Lois A. Bowers

If the informal poll taken by a taxi driver I met during the recent Argentum Senior Living Executive Conference in Denver is accurate, Donald Trump will not be the next president. The driver asked more than 200 Republican riders whether they planned to vote for him, he told me, and only two said yes. Most of the rest told him they would not cast a vote, and a few — gasp — said they would vote for the Democratic nominee.

Ann Compton, speaking at the Argentum meeting, isn’t quite ready to make a prediction. “Hollywood could not have written this,” she said about the primary season to date. “For 41 years, as an ABC network correspondent, I covered 10 presidential campaigns, covered in the White House seven presidents, and I’ve never seen a year like this,” Compton said.

By the time the primaries and caucuses are over on June 7, Trump will have received about 12 million votes, more than any other Republican nominee since records have been kept, she said, adding that he and Democratic candidate Bernie Sanders are driving the narratives for their respective parties.

“Why is it that in 2015 and 2016, the pundits have been wrong every step of the way?” Compton asked. “Why is it that the party leaders, the elected officials in governors’ chairs, in Congress, in party positions, have been tone deaf on both sides of the political spectrum, and why have voters — real voters — said, ‘To hell with all of you?’ ”

Compton (pictured) said she disagrees with those who say that voter anger or fear is the reason.

“I’ll tell you the word that I’ve kind of settled on for 2016, and the word is disdain,” she said. “Voters disdain the government leadership they’ve got now, and the political candidates seem to disdain each other.
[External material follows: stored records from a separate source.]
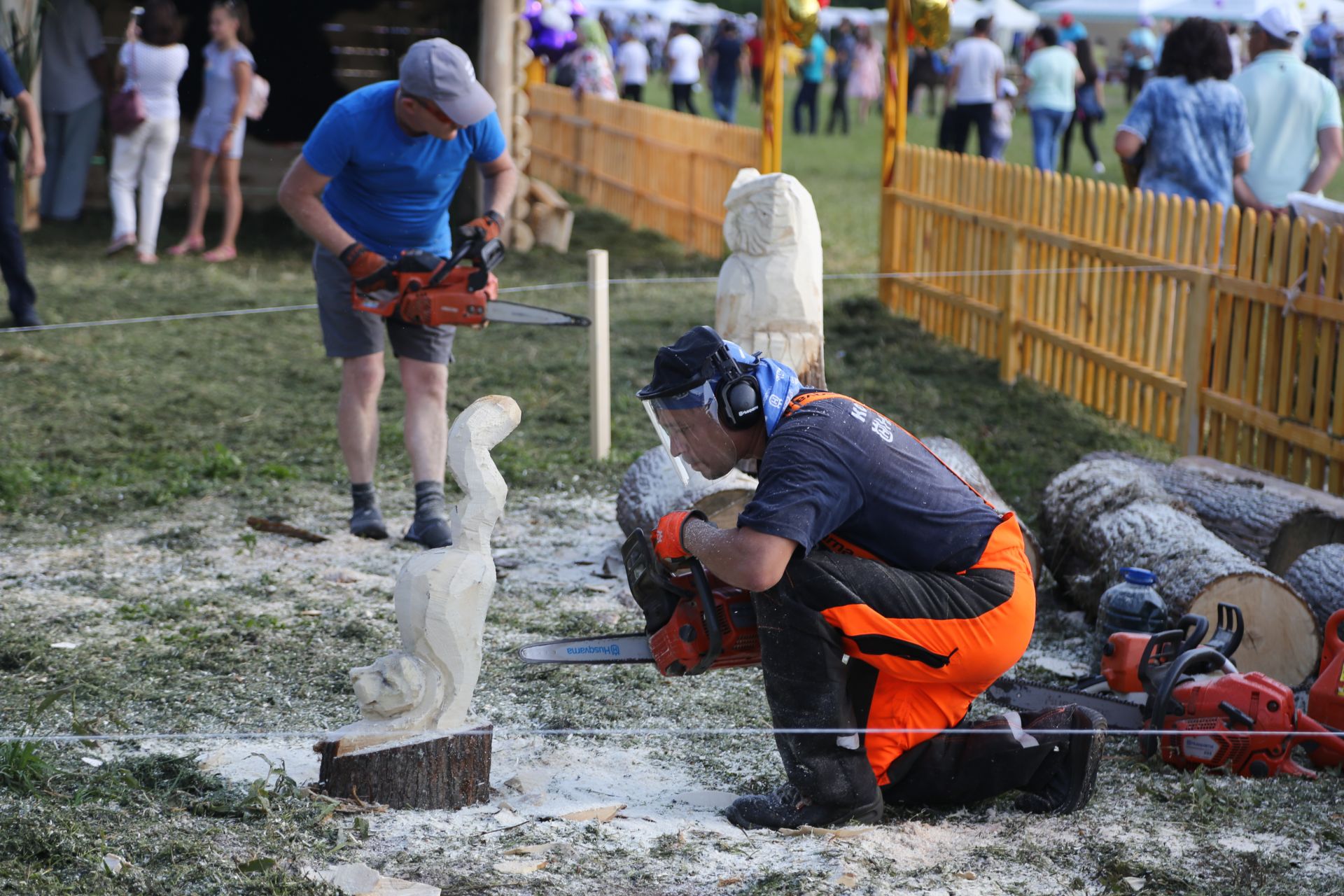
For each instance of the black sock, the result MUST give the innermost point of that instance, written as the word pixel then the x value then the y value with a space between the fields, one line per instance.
pixel 365 496
pixel 429 500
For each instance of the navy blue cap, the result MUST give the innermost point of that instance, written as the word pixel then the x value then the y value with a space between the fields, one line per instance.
pixel 1138 577
pixel 699 356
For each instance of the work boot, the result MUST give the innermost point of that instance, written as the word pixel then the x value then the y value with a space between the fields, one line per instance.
pixel 430 526
pixel 1068 783
pixel 366 522
pixel 787 808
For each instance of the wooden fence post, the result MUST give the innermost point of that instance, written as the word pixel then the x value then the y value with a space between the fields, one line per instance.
pixel 1195 362
pixel 1016 257
pixel 600 358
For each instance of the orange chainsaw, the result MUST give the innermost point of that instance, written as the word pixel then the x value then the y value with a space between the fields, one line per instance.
pixel 458 290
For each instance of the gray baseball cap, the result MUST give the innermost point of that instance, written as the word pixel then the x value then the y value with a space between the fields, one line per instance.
pixel 442 73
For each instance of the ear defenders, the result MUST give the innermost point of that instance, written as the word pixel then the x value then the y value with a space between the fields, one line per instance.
pixel 738 393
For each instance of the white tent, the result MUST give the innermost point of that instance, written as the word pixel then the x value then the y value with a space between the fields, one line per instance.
pixel 1100 10
pixel 1007 15
pixel 1249 10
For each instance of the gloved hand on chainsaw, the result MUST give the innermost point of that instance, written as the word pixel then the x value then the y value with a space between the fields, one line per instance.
pixel 667 535
pixel 370 270
pixel 483 229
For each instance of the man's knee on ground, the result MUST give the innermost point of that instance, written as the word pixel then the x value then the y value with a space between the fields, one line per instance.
pixel 362 378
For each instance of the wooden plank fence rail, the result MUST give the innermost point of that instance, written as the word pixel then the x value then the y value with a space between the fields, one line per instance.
pixel 656 168
pixel 1214 330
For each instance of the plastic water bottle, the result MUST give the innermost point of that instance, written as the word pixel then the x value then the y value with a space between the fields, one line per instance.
pixel 1132 605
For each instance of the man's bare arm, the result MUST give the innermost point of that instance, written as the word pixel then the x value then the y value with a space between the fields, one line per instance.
pixel 302 198
pixel 1331 143
pixel 500 179
pixel 741 556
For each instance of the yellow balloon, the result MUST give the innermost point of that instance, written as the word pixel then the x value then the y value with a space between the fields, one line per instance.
pixel 930 23
pixel 799 19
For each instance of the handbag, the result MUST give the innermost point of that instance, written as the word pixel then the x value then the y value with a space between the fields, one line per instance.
pixel 258 97
pixel 127 108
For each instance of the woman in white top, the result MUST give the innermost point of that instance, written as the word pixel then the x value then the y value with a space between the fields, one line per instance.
pixel 218 136
pixel 153 62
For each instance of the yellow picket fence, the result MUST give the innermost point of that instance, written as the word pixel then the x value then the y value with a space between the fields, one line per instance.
pixel 1215 331
pixel 656 168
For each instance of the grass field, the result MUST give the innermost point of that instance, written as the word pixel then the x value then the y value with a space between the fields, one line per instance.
pixel 130 457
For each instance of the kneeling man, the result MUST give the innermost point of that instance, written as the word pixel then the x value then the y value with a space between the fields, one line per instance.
pixel 889 597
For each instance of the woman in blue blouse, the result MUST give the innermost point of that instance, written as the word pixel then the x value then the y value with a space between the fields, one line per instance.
pixel 1189 121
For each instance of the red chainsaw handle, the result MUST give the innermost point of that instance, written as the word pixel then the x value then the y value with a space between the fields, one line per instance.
pixel 1324 745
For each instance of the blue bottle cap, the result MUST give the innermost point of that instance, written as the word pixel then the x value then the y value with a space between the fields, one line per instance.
pixel 1138 577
There is an appalling lack of respect in American politics these days.”

The roots of that disdain affect the senior living industry, Compton said.
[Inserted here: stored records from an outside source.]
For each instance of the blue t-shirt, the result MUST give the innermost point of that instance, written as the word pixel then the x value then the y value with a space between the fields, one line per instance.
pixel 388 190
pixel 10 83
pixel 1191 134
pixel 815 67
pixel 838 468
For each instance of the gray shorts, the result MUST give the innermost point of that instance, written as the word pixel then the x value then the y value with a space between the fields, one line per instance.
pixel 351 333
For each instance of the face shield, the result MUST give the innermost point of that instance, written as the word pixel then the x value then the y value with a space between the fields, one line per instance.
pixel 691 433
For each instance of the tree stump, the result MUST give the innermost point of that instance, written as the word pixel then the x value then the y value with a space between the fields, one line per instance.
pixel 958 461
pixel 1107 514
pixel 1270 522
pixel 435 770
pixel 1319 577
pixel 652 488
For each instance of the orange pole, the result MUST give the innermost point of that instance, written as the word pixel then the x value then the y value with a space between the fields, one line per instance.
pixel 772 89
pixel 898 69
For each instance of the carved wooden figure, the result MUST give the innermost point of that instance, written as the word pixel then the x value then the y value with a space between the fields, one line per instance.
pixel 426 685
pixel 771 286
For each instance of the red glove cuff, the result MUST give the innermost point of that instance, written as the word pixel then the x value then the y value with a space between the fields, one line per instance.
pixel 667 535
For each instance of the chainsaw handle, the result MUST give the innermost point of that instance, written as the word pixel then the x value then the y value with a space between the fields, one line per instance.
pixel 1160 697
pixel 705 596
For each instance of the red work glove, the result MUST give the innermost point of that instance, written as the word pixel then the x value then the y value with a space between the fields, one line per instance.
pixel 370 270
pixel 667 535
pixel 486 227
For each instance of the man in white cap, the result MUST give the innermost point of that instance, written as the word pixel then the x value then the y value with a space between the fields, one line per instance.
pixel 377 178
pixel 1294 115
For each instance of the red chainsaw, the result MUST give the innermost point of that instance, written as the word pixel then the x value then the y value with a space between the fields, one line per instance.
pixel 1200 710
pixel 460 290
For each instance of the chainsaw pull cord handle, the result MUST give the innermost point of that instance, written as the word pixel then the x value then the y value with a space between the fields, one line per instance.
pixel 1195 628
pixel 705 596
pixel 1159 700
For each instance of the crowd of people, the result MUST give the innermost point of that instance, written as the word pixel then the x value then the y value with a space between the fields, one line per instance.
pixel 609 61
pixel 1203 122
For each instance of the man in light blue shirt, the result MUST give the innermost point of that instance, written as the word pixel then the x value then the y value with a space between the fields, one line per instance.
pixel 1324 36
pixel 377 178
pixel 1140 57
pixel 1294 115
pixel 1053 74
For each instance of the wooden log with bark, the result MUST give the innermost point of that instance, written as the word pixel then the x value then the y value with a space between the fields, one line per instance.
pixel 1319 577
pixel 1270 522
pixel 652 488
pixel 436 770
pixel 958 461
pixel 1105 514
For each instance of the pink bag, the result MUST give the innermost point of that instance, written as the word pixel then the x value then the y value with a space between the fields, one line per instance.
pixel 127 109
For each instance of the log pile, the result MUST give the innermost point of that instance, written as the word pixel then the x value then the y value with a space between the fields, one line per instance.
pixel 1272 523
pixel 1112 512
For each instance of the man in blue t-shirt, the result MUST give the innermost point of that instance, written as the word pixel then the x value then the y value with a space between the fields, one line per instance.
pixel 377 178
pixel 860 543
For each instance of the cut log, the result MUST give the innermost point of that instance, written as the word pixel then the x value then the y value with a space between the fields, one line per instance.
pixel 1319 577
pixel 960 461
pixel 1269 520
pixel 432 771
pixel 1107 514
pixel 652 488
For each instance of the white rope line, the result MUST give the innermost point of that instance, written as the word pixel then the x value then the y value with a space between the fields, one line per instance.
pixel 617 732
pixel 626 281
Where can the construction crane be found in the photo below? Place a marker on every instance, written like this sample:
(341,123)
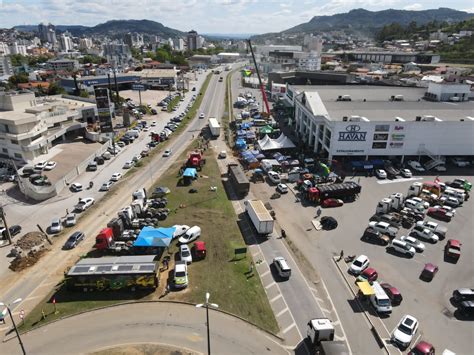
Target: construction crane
(262,89)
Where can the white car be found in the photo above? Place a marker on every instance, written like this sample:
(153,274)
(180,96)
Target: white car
(185,253)
(405,331)
(415,165)
(56,226)
(128,164)
(106,186)
(76,187)
(359,265)
(282,188)
(84,203)
(50,165)
(406,173)
(70,220)
(415,243)
(274,177)
(381,174)
(116,177)
(41,165)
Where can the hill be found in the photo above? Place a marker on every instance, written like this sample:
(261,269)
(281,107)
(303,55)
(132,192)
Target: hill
(364,21)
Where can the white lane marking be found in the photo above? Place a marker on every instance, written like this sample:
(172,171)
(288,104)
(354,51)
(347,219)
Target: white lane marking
(281,312)
(277,297)
(287,329)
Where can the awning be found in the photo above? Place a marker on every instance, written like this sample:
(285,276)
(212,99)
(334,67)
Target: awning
(365,288)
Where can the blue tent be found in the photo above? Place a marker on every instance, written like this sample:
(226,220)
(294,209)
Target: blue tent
(154,237)
(190,172)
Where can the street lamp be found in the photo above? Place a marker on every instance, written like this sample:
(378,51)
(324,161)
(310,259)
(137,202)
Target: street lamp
(7,308)
(206,305)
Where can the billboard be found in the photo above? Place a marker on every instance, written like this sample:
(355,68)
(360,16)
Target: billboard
(103,108)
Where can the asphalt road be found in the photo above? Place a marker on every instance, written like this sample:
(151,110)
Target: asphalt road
(159,323)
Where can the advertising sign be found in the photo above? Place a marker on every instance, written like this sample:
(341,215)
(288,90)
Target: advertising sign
(352,134)
(103,110)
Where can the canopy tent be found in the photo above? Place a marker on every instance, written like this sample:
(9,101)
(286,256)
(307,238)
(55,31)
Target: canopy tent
(282,142)
(154,237)
(190,172)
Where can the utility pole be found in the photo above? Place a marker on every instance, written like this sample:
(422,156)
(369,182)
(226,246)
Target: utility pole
(7,230)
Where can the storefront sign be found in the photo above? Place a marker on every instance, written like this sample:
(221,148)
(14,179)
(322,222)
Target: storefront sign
(352,134)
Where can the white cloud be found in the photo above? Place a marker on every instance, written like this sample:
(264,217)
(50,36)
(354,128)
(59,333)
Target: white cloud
(413,7)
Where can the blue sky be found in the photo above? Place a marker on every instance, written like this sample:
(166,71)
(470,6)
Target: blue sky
(207,16)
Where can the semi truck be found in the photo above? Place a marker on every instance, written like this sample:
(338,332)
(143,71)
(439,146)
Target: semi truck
(238,179)
(214,127)
(260,217)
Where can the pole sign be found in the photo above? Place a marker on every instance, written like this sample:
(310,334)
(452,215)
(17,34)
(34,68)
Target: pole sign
(103,109)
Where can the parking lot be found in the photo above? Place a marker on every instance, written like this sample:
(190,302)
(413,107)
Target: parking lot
(429,302)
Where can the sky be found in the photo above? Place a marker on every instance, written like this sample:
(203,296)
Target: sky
(205,16)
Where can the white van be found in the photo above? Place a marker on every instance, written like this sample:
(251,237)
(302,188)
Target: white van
(380,300)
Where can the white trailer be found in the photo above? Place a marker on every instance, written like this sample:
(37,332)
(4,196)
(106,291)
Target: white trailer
(260,217)
(215,127)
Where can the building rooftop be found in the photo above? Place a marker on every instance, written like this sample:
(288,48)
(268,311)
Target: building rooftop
(322,100)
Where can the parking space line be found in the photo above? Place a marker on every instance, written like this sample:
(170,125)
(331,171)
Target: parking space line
(281,312)
(270,285)
(277,297)
(289,328)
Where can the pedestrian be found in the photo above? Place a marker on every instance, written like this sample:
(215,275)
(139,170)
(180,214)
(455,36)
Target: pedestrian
(341,255)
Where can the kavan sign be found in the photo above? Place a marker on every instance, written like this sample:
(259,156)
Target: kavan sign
(352,134)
For one, they can be found in the state of the economy, she said. “Whenever the country is in economic distress, there’s hell to pay for that,” Compton said. “Voters really do hold leaders accountable when the economy is bad.”

An increasingly divided country means that “certainly, Congress cannot brag that it does anything big anymore, and even presidents are pretty hamstrung on what they can get accomplished,” she said.
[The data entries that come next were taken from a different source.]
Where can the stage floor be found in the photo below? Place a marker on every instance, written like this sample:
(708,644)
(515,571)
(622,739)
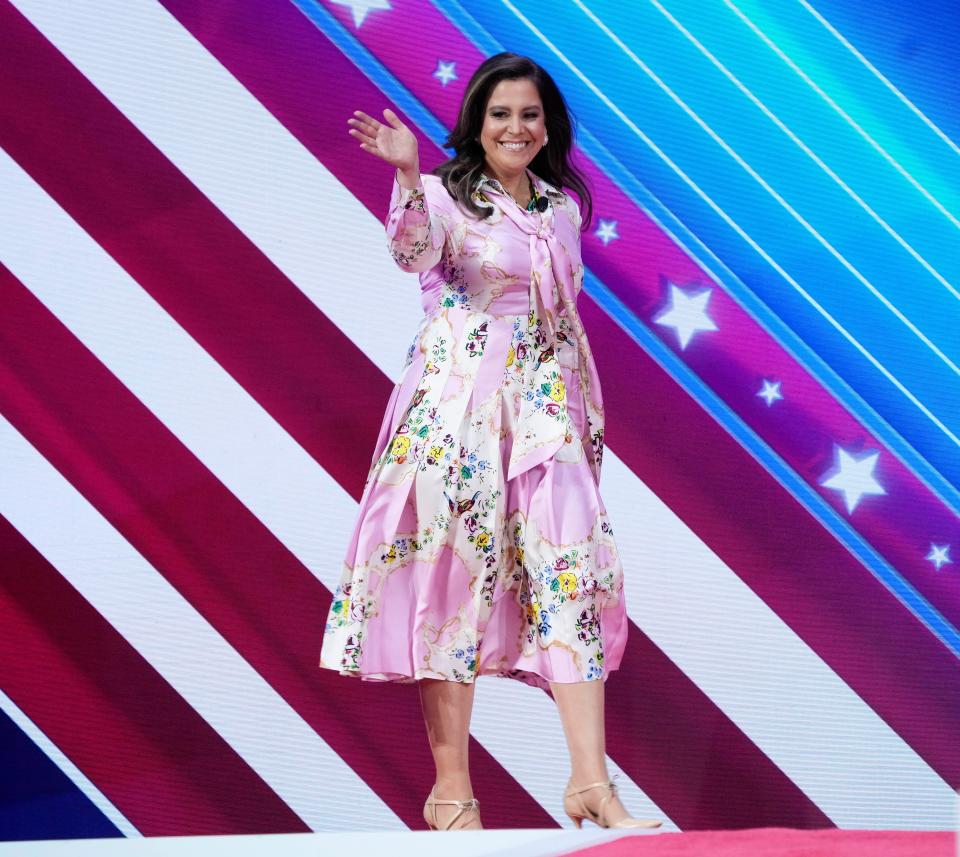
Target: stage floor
(479,843)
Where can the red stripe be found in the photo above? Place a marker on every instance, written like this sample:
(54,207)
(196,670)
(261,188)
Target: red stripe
(748,775)
(154,758)
(663,435)
(221,289)
(795,565)
(214,552)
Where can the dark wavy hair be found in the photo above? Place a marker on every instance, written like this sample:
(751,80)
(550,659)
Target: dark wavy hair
(552,163)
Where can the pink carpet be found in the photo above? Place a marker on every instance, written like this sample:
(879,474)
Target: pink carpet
(780,842)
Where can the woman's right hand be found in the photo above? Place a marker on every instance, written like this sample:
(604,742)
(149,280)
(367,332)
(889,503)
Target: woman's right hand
(394,143)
And despite the country coming through the recession and realizing a lower unemployment rate, average middle American incomes are growing in only 39 of 229 major metropolitan areas, according to new Pew Research Center findings, Compton said. “In most of the country, incomes are shrinking,” she said, “and I think some of what we’re seeing in 2016 is the cumulative frustration over that.”

The evolving digital age also is to blame for the political climate, Compton said. Social media platforms such as Twitter and YouTube are such a big factor in campaigns, campaign coverage and political dialogue that “I really wonder whether American voters are getting the richness and the fullness of the backstory of the kind of issues — the pocketbook issues — that make a difference to every American family,” she said.

For the past dozen years or more, Compton said, 66% or so of respondents to polls have said that the country is not headed in the right direction. “If that sustains in 2016, you could see small voter turnout. You could see voters express exasperation at everybody,” she said. “I think it makes the outcome even more undecipherable than it is now.”

A Trump presidency would be “chaotic,” Compton said. “Simply because that’s his modus operandi. Chaos rules. Do it my way. Fly by the seat of your pants. He changes his position daily, sometimes hourly. …Who knows what he is going to do. He doesn’t know what he’s going to do.”

If Trump is elected and surrounds himself with qualified advisers and does not micromanage them, however, then the United States “will have one of the biggest cabinet government administrations I’ve ever seen,” she said. “Congress would feel no hesitation to pass its own litany of legislation and, if it gets through Congress, hope he wouldn’t veto it,” Compton added, and power would be more dispersed at the federal level.

Or not. “Every prediction we’ve made this year has been so wrong,” she said.

Regardless of the election’s outcome, Compton said, she holds hope for the future. “For how down I sound about the digital impact and the dysfunction in Washington, I really, in my heart, am a total optimist about the country,” she said.

Whether my Denver taxi driver was on to something and, whomever is in the Oval Office come January, how the senior living industry will be affected in 2017 and beyond remains to be seen. If a journalist who has covered politics for more than 40 years won’t venture a guess, I won’t either.